The exception referred to is that for the purposes of applying CGT event K6, under section 124-385(1) of the ITAA 1997, property deemed by Division 149 of the ITAA 1997 to have been acquired on or after 20 September 1985 shall continue to be treated as being pre-CGT property. The reason the Taxation Ruling gives for this is as follows:

    "Continuing to treat the item of property as acquired pre-CGT is consistent with the objective of CGT event K6. As an anti-avoidance or transitional provision, it is designed to capture the accumulation of post-CGT acquired property in a company with pre-CGT shareholders. CGT event K6 is not targeted at the accumulation of property which is only deemed post-CGT acquired because of the operation of another anti-avoidance or transitional provision in Division 149. Extending the context of the deeming in Division 149 to the operation of CGT event K6 could lead to one deemed result from an anti-avoidance provision adversely interacting with another deemed result from another anti-avoidance provision." (paragraphs 65, 66 and 67)

We do not agree that the reasoning in TR 2004/18 is applicable in the present circumstances.

Under the proposed SSA there will be an exchange of shares in the original companies for shares in another where the shareholders can choose Subdivision 124-G roll-over. There has been an application of Division 149 to one of the original companies prior to the transaction covered by the SSA. The application of Division 149 has resulted in assets of that company stopping being pre-CGT assets.

Subsection 149-30(1) of the ITAA 1997 states that an asset stops being a pre-CGT asset at the earliest time when majority underlying interests in the asset were not held by the ultimate owners who held the interests immediately before 20 September 1985.

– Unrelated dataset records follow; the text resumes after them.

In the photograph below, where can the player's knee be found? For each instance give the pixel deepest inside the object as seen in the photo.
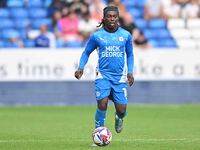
(102, 105)
(121, 114)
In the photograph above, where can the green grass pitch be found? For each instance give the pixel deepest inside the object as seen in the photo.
(146, 127)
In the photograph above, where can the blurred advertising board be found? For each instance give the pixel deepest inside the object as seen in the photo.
(60, 64)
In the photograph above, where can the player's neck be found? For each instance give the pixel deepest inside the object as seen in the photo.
(111, 29)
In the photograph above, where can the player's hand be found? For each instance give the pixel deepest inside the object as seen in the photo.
(78, 73)
(130, 79)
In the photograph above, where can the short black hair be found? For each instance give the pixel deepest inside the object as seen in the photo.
(105, 10)
(110, 8)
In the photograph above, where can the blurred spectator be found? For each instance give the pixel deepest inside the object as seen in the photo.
(56, 16)
(58, 5)
(45, 38)
(173, 10)
(152, 9)
(87, 25)
(3, 3)
(140, 41)
(15, 40)
(182, 3)
(191, 9)
(67, 27)
(79, 7)
(96, 9)
(128, 25)
(138, 37)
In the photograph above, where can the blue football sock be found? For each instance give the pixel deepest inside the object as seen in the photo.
(100, 117)
(121, 115)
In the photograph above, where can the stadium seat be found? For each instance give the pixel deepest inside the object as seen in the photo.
(136, 12)
(35, 3)
(8, 33)
(29, 43)
(2, 43)
(22, 22)
(193, 23)
(186, 44)
(157, 23)
(4, 13)
(141, 23)
(6, 23)
(195, 33)
(168, 42)
(157, 33)
(19, 12)
(74, 44)
(37, 12)
(15, 3)
(176, 23)
(180, 33)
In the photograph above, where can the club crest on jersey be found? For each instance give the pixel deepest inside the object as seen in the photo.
(121, 38)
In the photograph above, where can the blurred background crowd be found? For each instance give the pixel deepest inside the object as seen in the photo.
(69, 23)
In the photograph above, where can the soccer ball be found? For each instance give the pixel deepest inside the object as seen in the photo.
(102, 136)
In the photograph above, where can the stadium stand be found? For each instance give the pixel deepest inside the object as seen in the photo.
(20, 16)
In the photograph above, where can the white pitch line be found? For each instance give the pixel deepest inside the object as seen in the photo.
(118, 140)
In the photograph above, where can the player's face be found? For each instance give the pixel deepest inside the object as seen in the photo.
(111, 20)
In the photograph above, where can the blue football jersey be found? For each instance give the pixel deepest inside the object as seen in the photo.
(115, 53)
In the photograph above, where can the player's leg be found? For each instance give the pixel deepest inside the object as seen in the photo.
(119, 115)
(119, 93)
(102, 88)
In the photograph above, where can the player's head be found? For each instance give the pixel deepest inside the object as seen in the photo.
(110, 18)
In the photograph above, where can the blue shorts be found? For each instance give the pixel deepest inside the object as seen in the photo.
(116, 92)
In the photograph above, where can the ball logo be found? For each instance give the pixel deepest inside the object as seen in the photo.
(121, 38)
(97, 94)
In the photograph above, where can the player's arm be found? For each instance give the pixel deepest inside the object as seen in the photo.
(130, 60)
(90, 47)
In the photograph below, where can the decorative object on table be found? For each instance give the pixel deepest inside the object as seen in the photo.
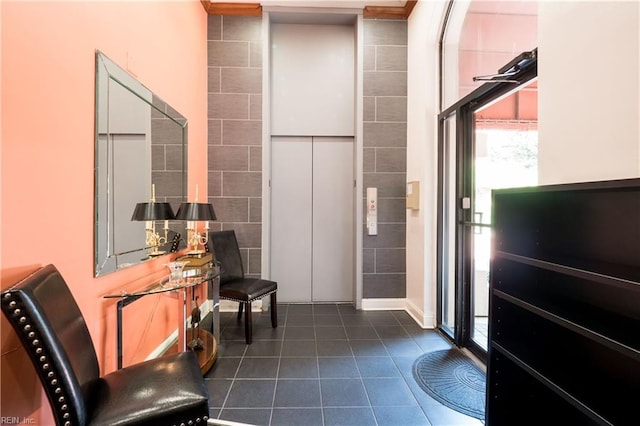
(193, 213)
(197, 260)
(196, 343)
(149, 213)
(453, 379)
(176, 268)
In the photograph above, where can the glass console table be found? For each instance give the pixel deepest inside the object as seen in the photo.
(192, 277)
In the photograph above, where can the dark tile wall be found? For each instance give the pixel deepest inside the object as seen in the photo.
(385, 154)
(235, 150)
(235, 130)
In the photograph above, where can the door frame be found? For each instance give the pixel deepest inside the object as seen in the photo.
(358, 136)
(464, 111)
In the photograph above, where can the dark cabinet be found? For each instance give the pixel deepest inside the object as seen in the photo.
(564, 332)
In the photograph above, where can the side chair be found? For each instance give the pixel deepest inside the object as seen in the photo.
(233, 283)
(168, 390)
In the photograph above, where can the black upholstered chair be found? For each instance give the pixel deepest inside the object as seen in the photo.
(169, 390)
(233, 284)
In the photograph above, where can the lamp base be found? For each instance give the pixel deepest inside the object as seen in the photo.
(197, 260)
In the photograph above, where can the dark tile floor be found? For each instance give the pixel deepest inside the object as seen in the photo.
(326, 365)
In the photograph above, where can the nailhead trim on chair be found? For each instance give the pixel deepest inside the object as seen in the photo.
(190, 422)
(262, 296)
(31, 335)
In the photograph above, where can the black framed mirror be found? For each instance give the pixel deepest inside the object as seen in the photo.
(140, 142)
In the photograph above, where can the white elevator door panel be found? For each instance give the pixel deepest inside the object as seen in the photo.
(333, 194)
(291, 215)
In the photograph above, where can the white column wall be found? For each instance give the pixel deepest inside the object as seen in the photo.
(589, 91)
(422, 148)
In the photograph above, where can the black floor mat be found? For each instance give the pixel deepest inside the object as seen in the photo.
(452, 379)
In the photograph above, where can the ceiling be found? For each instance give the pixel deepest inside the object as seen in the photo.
(393, 9)
(350, 4)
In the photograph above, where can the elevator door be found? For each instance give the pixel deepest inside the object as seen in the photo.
(312, 240)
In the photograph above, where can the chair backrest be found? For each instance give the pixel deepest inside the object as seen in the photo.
(224, 246)
(50, 325)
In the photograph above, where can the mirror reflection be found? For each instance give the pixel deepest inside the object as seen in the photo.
(140, 142)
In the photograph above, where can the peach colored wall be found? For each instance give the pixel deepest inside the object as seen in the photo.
(47, 158)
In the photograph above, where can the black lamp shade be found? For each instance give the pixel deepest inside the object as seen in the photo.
(153, 211)
(196, 212)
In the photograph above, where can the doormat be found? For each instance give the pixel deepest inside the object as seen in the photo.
(453, 379)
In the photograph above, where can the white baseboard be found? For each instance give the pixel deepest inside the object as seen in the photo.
(383, 304)
(423, 320)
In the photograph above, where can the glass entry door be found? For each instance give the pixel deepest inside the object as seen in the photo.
(505, 155)
(487, 141)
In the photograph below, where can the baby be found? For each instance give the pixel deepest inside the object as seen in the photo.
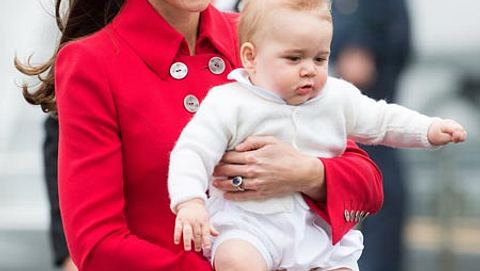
(283, 91)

In these circumstances we do not have, as we do in the circumstances dealt with in TR 2004/8, one deemed result from an anti-avoidance provision adversely interacting with another deemed result from another anti-avoidance provision.

It is our view that the CGT provisions are clear and are not open to any alternative interpretation. Under subsection 149-30(1A) of the ITAA 1997, Parts 3-1 and 3-3 apply to each relevant asset as if the entity acquired it when it stopped being a pre-CGT asset. In addition, section 149-10 of the ITAA 1997 states that an asset is a pre-CGT asset if, and only if, it was acquired before 20 September 1985, and it has not stopped being a pre-CGT asset under Division 149 (or under the provisions listed in paragraph 149-10(b) of the ITAA 1997).

Therefore the shares in company A that will be held by company C will be deemed to have been acquired after 20 September 1985.